Stono Preserve Master Plan
In 1995, naturalist John Henry Dick bequeathed the historic Stono Preserve property to the College of Charleston Foundation. Before his death, Dick placed a conservation easement on the property with the Lowcountry Open Land Trust to protect its pristine 881 acres from future development. Ayers Saint Gross developed a comprehensive master plan to guide the restoration of the natural setting to create a conservationist’s classroom for the college. The master plan creates a living laboratory for students of multiple disciplines — from marine biology to forest management to historic preservation.
The plan honors the diverse ecology of the site. It preserves landscapes and vernacular structures and recommends educational and visitor facilities of minimal footprints on designated buildable sites. Trails follow guidelines for accessibility without compromising the existing terrain and habitats for migratory birds and other wildlife, using existing roads, the live oak allée, and a meandering connector path.
The team championed the concept of the site as an environmental laboratory, developed the master plan, and implemented the nature trail, its interpretative signage system, a meeting barn, and renovated John Henry Dick studio.
Interpretive signage at key vistas teach students and visitors about natural and historic features, including archaeological sites and native Lowcountry habitats.

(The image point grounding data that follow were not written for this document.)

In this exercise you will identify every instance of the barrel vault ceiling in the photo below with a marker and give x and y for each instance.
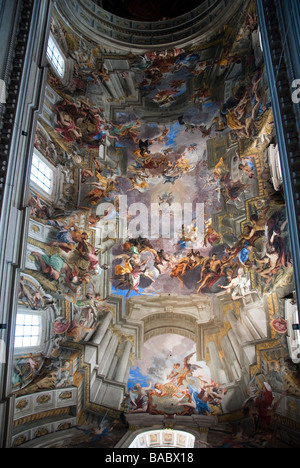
(166, 225)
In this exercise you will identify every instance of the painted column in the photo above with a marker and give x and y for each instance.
(108, 357)
(218, 373)
(101, 330)
(123, 363)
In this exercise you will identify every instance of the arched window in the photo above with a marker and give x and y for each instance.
(28, 330)
(55, 57)
(41, 174)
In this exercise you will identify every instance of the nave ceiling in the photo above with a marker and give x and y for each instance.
(160, 264)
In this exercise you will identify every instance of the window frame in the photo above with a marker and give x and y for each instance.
(55, 64)
(37, 187)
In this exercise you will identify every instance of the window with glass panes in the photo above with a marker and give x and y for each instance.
(55, 57)
(41, 174)
(27, 333)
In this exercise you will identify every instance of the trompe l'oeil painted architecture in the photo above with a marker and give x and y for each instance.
(149, 224)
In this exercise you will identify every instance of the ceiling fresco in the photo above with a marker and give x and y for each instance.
(166, 199)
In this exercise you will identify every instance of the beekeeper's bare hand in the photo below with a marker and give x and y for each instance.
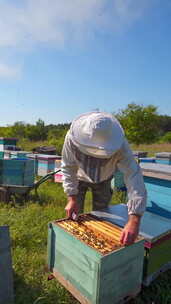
(131, 230)
(71, 206)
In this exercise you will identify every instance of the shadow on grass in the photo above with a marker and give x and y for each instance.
(27, 294)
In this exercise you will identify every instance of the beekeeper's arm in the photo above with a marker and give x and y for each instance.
(136, 192)
(70, 182)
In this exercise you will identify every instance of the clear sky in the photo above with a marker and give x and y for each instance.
(60, 58)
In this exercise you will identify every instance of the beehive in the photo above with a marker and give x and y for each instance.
(157, 180)
(156, 231)
(87, 258)
(7, 143)
(16, 172)
(58, 176)
(43, 163)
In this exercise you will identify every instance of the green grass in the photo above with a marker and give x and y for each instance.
(28, 231)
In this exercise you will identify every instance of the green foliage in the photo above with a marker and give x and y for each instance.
(140, 123)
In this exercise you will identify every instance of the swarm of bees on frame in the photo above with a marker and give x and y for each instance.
(100, 235)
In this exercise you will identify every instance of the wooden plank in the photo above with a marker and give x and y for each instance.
(71, 288)
(6, 276)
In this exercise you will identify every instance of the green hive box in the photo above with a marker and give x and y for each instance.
(91, 277)
(16, 172)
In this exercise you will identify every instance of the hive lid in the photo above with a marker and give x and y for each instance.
(152, 226)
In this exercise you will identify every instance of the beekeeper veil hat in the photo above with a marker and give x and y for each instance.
(98, 134)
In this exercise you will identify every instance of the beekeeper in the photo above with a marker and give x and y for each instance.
(95, 148)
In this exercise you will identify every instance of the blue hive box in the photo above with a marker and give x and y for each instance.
(157, 180)
(156, 231)
(16, 172)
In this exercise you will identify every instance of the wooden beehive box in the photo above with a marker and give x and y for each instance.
(45, 163)
(8, 143)
(88, 260)
(16, 172)
(58, 176)
(156, 231)
(157, 180)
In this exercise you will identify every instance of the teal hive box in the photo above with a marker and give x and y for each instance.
(91, 277)
(44, 163)
(16, 172)
(156, 231)
(157, 180)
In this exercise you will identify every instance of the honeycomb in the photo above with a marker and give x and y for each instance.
(98, 234)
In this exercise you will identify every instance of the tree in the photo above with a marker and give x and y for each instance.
(141, 124)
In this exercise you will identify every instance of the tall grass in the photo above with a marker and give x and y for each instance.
(28, 230)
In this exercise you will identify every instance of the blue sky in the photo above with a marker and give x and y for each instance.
(60, 58)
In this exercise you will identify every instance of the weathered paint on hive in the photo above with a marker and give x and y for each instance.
(157, 232)
(16, 172)
(89, 272)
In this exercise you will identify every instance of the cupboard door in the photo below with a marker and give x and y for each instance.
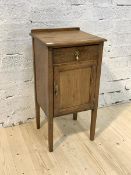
(74, 86)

With lightness and simplicity, the signs balance information with quiet, site-appropriate design.
Stono Preserve provides the College of Charleston’s urban campus with access to a natural Lowcountry waterfront setting for research and experiential learning. The plan serves as a model for a purposeful and sustainable satellite campus, upholding the institutional mission in times of shrinking resources and space on core campuses.